Sterility permeated the lab, granting a scrubbed feel and smell to it, owing to the enormous quantity of North America’s finest quantum computers and diagnostic equipment spread amongst the complex and narrow rows of office tables and wheeled chairs. An ever present hum vibrated in the air, coupled with an electric crispness, like ozone from a spring thunderstorm.

The lighting here was particularly bright, more than making up for the dim corridors. Each agent took note of the five-centimeter-thick fullerene glass separating the adjacent offices, a clear, ceiling-to-floor material, sufficient to observe any and all the smaller labs at once, and capable of containing any accidents with Level-3 bio-and chem-safety protocols. Fullerene glass also had the ability—due to its remarkable carbon-60 structure—to become opaque on command for private briefings and provide, if need be, instant security behind its bullet-resistant surface.

Ordinary walls here were nonexistent, save for U5-6, a room sequestered to their far left, which de Lis identified only as the aforementioned gallery, a multibillion-dollar minifacility for large-scale holographic presentations. The agents could only wonder what the good doctor had in store for them in there.

De Lis soon ushered them over to his own office, U5-3, inhabiting the north wall of the theoretical studies lab, to their right. Sliding his pass key into the round, fullerenesuspended panel, de Lis led them inside.

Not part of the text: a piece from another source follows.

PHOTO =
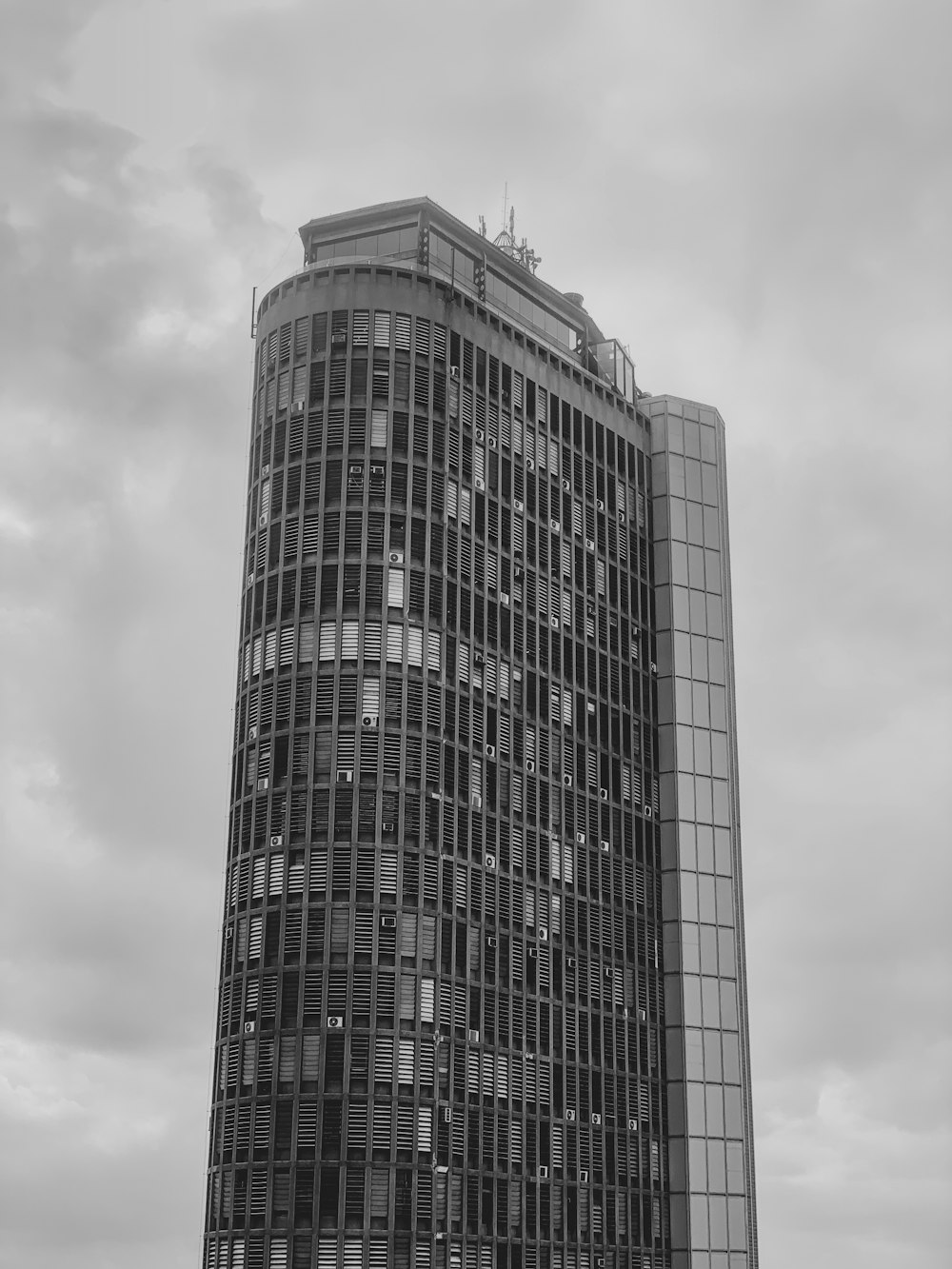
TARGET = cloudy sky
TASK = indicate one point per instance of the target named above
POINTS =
(756, 197)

He walked behind his small desk and quickly read from a holobook, then set it back down, looking both agents in the eyes. “This is your home from now on. This is what we do to keep the world out of harm’s grasp. All of this,” he gestured with his outstretched hands, “is our first line of defense.”

De Lis stepped over to the two men, leading them to the fullerene wall overlooking the area. All three observed the busy scientists on the other side, each doing his or her duty to decipher the secrets of the microscopic universe.

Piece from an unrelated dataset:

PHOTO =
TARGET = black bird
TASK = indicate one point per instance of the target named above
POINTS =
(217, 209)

“I just hope our defense isn’t too late.”

Despite the vast pressure exerted by the government to decode the mystery of the jewels, the next several days passed by fleetingly. Various tests on the remaining jewels extracted from the robe revealed no more than before, and de Lis was hesitant to employ another Casimir experiment until all other avenues had been exhausted.

While work on the bizarre, unforgiving objects proceeded with fits and starts, Valagua and Marlane made many examinations of the cryptid skull, as well as the topographical map handed to them by the abbot. A complex, three-dimensional holograph of the skull by the two scientists reconstructed areas on the original specimen that had long ago been crushed or fractured, allowing them a better chance of perhaps defining a genus and species for the cryptid, and just maybe figure out who or what brought these jewels to Earth, and for what purpose.